There are some general trends. The hippocampus has a very important role in memory. Some of the more “basic” brain structures like the hypothalamus and pituitary gland are somewhat well understood. We know what life functions the brain stem supports. However, you are talking about areas of the cortex where we know very little. The cortex is divided into lobes that are named for the rough types of functions that they are involved in (frontal, temporal, parietal, occipital). The lobes aren’t differentiated well in neither anatomy or function. Damage to substantial parts of the cortex doesn’t always wipe out the functions that are believed to be processed there.
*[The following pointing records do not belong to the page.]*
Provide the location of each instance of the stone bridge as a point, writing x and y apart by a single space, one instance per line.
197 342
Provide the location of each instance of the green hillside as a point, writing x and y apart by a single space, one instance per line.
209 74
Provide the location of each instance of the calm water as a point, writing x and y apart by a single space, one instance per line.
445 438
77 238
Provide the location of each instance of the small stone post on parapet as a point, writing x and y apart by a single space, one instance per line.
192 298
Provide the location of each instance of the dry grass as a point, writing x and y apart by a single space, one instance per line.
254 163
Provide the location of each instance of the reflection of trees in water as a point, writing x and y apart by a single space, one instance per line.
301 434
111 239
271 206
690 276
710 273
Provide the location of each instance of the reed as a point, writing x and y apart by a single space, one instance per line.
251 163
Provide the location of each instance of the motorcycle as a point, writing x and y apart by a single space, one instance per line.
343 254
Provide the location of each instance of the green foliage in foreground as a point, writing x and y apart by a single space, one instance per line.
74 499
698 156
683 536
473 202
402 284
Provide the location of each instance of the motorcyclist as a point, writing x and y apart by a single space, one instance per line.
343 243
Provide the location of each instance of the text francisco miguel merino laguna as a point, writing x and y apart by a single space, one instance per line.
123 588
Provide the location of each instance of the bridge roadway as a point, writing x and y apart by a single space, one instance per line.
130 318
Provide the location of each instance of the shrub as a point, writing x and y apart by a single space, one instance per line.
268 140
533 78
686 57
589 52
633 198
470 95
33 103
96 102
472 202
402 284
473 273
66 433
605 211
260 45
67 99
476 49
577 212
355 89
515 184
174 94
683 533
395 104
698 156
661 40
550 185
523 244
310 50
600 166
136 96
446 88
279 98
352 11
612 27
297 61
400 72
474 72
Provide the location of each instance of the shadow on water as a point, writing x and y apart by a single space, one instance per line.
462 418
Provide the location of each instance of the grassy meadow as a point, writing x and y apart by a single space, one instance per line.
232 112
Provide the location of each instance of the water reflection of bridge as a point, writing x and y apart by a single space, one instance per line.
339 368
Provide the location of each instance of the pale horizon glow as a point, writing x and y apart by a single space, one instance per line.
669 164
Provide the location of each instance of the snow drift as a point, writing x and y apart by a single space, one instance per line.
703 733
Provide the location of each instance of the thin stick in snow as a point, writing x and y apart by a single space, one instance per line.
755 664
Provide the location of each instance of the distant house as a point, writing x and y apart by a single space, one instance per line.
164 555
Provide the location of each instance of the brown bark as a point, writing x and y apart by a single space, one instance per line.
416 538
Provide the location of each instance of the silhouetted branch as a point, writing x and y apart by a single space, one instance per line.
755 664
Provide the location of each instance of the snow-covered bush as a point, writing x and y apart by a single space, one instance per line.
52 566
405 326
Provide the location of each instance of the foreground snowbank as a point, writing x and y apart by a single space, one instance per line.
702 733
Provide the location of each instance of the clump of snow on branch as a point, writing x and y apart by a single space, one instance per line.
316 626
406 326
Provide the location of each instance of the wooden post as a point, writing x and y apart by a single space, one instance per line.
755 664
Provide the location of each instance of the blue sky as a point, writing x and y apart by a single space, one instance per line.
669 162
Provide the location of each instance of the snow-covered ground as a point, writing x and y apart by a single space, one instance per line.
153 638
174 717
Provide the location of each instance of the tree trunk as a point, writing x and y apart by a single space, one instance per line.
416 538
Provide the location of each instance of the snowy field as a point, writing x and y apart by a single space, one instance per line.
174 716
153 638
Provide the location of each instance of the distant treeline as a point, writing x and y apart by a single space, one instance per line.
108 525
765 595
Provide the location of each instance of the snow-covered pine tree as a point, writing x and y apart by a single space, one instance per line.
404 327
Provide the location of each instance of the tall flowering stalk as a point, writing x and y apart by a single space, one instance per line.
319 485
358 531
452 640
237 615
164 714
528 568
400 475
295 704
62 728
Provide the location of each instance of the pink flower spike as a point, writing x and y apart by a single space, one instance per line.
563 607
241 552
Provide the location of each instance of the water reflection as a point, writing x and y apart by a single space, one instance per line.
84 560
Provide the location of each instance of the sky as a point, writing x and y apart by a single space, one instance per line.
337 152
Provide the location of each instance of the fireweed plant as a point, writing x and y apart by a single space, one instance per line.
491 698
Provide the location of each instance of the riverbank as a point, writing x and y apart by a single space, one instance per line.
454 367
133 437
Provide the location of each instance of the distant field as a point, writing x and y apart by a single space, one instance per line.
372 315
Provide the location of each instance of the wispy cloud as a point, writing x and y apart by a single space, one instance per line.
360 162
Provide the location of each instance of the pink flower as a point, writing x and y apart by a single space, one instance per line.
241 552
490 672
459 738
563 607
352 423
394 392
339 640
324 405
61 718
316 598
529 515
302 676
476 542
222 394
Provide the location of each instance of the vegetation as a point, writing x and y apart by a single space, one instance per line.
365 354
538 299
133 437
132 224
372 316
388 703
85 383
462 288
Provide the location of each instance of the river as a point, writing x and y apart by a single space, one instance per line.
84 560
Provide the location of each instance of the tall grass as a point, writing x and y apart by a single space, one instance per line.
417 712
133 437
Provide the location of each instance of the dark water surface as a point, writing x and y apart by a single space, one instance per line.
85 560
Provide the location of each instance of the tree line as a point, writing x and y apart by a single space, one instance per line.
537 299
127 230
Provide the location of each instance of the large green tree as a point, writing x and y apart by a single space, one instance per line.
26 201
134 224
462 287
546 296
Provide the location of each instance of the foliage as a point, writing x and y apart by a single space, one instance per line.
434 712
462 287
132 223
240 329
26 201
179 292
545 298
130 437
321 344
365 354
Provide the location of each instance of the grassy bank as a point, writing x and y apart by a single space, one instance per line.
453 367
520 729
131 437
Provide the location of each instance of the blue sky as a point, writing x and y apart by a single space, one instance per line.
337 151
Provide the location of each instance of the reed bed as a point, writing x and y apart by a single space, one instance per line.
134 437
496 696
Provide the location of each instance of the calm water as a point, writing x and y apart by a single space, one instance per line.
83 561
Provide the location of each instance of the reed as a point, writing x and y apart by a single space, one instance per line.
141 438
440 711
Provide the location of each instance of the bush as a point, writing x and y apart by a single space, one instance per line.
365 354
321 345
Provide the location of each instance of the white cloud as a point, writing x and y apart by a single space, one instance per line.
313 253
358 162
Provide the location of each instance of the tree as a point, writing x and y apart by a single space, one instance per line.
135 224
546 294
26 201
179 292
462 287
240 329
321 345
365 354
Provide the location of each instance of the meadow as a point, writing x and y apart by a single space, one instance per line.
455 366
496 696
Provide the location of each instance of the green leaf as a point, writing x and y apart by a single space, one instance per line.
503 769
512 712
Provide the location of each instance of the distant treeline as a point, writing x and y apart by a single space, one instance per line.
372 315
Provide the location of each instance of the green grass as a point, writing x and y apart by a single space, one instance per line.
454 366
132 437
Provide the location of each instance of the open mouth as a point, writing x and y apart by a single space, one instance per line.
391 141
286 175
There have been many studies that try to localize brain activity for certain kinds of tasks. Those are consistent for many people (sex differences show trends too) and for the same person over time. However, there are plenty of people that sustain brain damage in the areas thought to be responsible for that activity and they get along with little or no impairment. The brain can certainly rewire itself on demand with varying degress of success. The types of tasks that researchers have used are doing mental spatial manipulation or listening to music. I don’t think they have had much success with people visualizing a bear versus an elephant riding a bicycle.

The brain is not a computer. In fact, it has remarkably little similarity with a computer. Localizing processes is not straightforward at all.

Thank you again for your responses. I guess the basic answer is that we are still way too far away to do what I want to do, which is fine for me - it is a science fiction idea anyway!

I just always had the suspicion that with our current level of technology (including seismometers that can register small earthquakes half a world away), we’d be able to register highly detailed electrical patterns associated with imagined scenes, if not interpret them.